Kieron Barley killing: Doctors failed to spot signs of child abuse

Doctors failed to detect a 22-month-old boy had suffered a broken back at the hands of his stepfather – just weeks before he brutally killed him.

Louise Barley, Craig Lewis and little Kieron Barley
Louise Barley, Craig Lewis and little Kieron Barley

Craig Lewis, 32, killed Kieron Barley after flying into a rage because the tot, who suffered from cerebral palsy, was late learning to walk.

Yesterday he was jailed for eight years for manslaughter at Birmingham Crown Court. Kieron’s mother Louise Barley, aged, 26, got 15 months after admitting child cruelty. It has also emerged that before the child’s death, doctors at Birmingham Children’s Hospital failed to detect Kieron had a broken back caused by Lewis who threw him to the ground.

The court heard how medics allowed Barley to take Kieron home after she lied about how he was injured, saying she saw him fall over when in fact she was out shopping at the time.

Despite being taken to hospital on two more occasions, doctors failed to spot Kieron’s broken spine and internal injuries and discharged him with possible gastroenteritis. On June 19, 2011, Lewis brutally attacked the child again because he was angry about the messy state of their home in Denshaw Road, Kings Heath, Birmingham.

Lewis dialled 999 claiming the youngster collapsed and he was rushed to hospital with severe bleeding on the brain, but died three days later. Prosecutor Rachel Brand QC told the court Lewis told doctors Kieron had fallen and ‘gone all floppy’ when he first dialled 999 on May 28, 2011.

She said: “Ambulance workers found Kieron agitated and screaming the place down and he was taken to Birmingham Children’s hospital.

“Dr Lewis found he had abrasions of the left shoulder, but found no tenderness and no fracture on an X-ray. He wanted to keep Kieron in overnight but was told by Louise Barley that another sibling was being looked after at home by a relative and that they had to go to work. This was a lie.”

Kieron returned to hospital on both May 29 and 30 after Barley complained that he was screaming and vomiting and was diagnosed with possible gastroenteritis.

Ms Brand added: “Examinations after death found fractures to two vertebrae and a subdural haemorrhage and a retina bleed. The fractures were around four weeks old.”

The role of the hospital in the case will now be subject of a serious case review.

A Birmingham Children’s Hospital spokesperson said: "It is incredibly sad that this little boy’s life was cut so short.

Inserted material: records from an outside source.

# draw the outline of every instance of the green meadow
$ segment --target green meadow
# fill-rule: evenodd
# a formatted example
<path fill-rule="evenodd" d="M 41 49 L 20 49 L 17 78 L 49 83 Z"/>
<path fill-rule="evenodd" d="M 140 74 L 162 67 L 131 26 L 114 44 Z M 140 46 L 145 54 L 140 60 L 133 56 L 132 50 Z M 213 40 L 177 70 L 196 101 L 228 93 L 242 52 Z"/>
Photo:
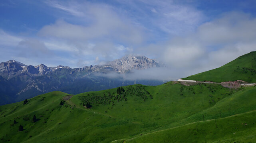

Our thoughts are with his loved ones who must be going through such a difficult time.

“The safety of our patients is our top priority and as part of our safeguarding responsibilities, we completed a full internal review which will form part of the serious case review, due to be published by Birmingham Safeguarding Children’s Board soon.

“As part of our standard emergency department procedures, on 28 May 2011, we conducted a full physical assessment of Kieron and his minor injuries were consistent with the story of a fall given by his mum and partner. To rule out any fractures, an x-ray of his shoulder was taken, which came back clear.

“As Kieron was physically mobile at the time there was no evidence to suggest to doctors that he was suffering from spinal damage. Based on his physical presentation, and the information given by his mum and partner, we are satisfied that hospital staff acted entirely appropriately."